Rajd Nadwiślański okazał się wymagającą imprezą, z dużą ilością brudu na trasie. Po wykręceniu dwóch dobrych czasów na odcinkach specjalnych duet LP Rally Team, Łukasz Pieniążek i Ryszard Ciupka został zmuszony do wycofania się z rajdu.
– Podczas Rajdu Nadwiślańskiego przeżyłem prawdziwy test wytrzymałości kierowcy rajdowego.
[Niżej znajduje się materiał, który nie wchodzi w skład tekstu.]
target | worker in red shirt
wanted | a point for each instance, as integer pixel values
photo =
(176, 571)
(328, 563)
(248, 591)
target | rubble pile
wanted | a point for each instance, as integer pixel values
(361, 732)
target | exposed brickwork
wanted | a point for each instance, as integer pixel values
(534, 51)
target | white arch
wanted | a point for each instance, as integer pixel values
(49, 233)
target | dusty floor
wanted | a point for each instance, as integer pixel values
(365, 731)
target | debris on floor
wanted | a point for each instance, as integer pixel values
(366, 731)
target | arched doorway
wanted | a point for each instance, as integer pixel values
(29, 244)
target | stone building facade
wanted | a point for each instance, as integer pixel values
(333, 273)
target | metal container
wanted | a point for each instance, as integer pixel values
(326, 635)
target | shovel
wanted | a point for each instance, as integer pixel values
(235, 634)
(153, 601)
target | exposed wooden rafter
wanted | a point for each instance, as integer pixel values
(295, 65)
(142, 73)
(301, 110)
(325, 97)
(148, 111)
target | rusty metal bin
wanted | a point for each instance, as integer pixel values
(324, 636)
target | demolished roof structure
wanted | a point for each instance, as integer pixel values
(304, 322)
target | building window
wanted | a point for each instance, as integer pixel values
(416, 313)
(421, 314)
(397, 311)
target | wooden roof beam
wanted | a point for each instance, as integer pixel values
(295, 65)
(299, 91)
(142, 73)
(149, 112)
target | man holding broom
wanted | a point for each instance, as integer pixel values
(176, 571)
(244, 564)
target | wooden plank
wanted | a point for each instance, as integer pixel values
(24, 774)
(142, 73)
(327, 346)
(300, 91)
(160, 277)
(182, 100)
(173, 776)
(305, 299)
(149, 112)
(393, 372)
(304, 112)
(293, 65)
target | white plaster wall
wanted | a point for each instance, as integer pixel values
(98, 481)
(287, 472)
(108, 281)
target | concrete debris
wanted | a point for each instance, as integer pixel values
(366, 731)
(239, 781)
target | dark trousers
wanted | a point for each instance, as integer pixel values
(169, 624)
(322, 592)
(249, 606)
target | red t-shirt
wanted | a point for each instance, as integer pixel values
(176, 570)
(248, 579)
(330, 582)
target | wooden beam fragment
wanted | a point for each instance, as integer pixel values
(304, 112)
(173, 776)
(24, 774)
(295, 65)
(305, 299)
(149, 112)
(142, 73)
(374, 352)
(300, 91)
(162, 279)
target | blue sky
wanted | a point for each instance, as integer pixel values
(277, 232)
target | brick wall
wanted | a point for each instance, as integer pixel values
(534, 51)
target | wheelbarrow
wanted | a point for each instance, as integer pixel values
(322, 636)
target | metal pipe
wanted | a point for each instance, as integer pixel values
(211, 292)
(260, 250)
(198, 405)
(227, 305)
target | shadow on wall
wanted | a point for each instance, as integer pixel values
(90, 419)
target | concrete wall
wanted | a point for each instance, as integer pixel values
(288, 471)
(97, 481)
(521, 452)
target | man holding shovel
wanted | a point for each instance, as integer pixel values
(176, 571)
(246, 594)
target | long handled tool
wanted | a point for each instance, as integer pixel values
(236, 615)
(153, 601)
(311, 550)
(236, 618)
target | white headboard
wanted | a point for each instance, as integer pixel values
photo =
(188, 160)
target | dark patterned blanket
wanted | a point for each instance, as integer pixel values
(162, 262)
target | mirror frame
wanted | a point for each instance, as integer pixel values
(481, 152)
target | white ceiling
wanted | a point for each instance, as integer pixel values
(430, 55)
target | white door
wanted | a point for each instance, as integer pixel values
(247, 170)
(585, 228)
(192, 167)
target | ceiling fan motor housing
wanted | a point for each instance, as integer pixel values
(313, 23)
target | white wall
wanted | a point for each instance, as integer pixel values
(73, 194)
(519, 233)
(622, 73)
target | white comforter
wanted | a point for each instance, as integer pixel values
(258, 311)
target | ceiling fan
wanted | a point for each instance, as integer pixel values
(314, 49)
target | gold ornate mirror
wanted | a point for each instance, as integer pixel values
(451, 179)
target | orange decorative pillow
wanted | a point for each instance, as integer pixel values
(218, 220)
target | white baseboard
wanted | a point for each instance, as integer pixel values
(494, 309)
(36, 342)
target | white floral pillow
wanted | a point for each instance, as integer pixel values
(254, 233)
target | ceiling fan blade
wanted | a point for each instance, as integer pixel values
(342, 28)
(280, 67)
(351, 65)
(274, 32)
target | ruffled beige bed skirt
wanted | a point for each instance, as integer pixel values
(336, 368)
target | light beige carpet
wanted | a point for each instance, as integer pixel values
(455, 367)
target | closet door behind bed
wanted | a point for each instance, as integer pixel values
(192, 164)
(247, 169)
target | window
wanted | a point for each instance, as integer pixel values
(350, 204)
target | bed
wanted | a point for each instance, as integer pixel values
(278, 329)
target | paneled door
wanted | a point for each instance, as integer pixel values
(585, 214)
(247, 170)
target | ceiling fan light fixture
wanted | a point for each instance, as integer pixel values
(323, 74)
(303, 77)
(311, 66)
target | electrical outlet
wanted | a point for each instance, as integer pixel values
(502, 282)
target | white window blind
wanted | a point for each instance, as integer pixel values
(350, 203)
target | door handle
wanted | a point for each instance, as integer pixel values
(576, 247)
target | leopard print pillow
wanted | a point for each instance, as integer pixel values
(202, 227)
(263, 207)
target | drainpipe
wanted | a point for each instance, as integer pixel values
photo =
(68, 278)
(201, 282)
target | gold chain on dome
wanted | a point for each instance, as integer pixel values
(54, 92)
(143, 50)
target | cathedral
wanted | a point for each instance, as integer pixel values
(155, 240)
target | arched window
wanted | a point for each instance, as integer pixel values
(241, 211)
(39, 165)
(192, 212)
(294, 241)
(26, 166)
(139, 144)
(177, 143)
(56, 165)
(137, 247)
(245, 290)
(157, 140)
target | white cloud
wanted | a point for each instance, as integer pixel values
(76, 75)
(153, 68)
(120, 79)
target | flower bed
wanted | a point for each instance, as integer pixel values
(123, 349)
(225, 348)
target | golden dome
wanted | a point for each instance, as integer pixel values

Pod koniec drugiego odcinka specjalnego popełniłem błąd i uderzyliśmy w krawężnik, uszkadzając zawieszenie (pęknięty wahacz), a mimo tego ukończyliśmy próbę z piątym czasem – relacjonuje Pieniążek. – Po oględzinach samochodu podjąłem decyzję, że spróbujemy dojechać na strefę serwisową. Przed nami było kilkadziesiąt kilometrów „dojazdówki”, 15. kilometrowy oes i znów kilkadziesiąt kilometrów odcinka dojazdowego na planowany serwis. I tak, ze skrzywionym kołem, przejechaliśmy prawie 100 kilometrów!
Mimo kłopotów z samochodem załoga LP Rally Team wykręciła czwarty czas czwartym odcinku specjalnym. Po tankowaniu przed ostatnim oesem auto odmówiło jednak posłuszeństwa.